Enhancing Prompt Understanding of Text-to-Image Diffusion Models with Large Language Models – The Berkeley Artificial Intelligence Research Blog

0
519
Enhancing Prompt Understanding of Text-to-Image Diffusion Models with Large Language Models – The Berkeley Artificial Intelligence Research Blog



TL;DR: Text Prompt -> LLM -> Intermediate Representation (akin to a picture format) -> Stable Diffusion -> Image.

Recent developments in text-to-image era with diffusion fashions have yielded exceptional outcomes synthesizing extremely life like and various photographs. However, regardless of their spectacular capabilities, diffusion fashions, akin to Stable Diffusion, usually battle to precisely comply with the prompts when spatial or widespread sense reasoning is required.

The following determine lists 4 situations wherein Stable Diffusion falls quick in producing photographs that precisely correspond to the given prompts, specifically negation, numeracy, and attribute task, spatial relationships. In distinction, our technique, LLM-grounded Diffusion (LMD), delivers significantly better immediate understanding in text-to-image era in these situations.

Visualizations
Figure 1: LLM-grounded Diffusion enhances the immediate understanding means of text-to-image diffusion fashions.

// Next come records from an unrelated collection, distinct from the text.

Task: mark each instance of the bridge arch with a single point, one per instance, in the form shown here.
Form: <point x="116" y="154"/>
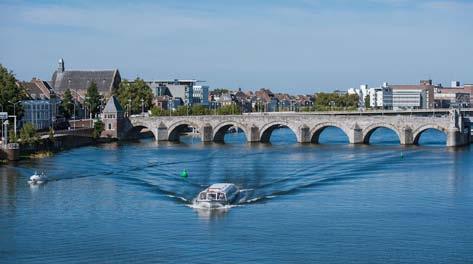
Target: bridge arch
<point x="267" y="129"/>
<point x="221" y="128"/>
<point x="369" y="130"/>
<point x="175" y="129"/>
<point x="418" y="132"/>
<point x="317" y="130"/>
<point x="137" y="128"/>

One attainable answer to handle this situation is after all to collect an enormous multi-modal dataset comprising intricate captions and practice a big diffusion mannequin with a big language encoder. This strategy comes with important prices: It is time-consuming and costly to coach each massive language fashions (LLMs) and diffusion fashions.

Our Solution

To effectively clear up this downside with minimal value (i.e., no coaching prices), we as a substitute equip diffusion fashions with enhanced spatial and customary sense reasoning through the use of off-the-shelf frozen LLMs in a novel two-stage era course of.

First, we adapt an LLM to be a text-guided format generator via in-context studying. When supplied with a picture immediate, an LLM outputs a scene format within the type of bounding bins together with corresponding particular person descriptions. Second, we steer a diffusion mannequin with a novel controller to generate photographs conditioned on the format. Both phases make the most of frozen pretrained fashions with none LLM or diffusion mannequin parameter optimization. We invite readers to learn the paper on arXiv for extra particulars.

Text to layout
Figure 2: LMD is a text-to-image generative mannequin with a novel two-stage era course of: a text-to-layout generator with an LLM + in-context studying and a novel layout-guided secure diffusion. Both phases are training-free.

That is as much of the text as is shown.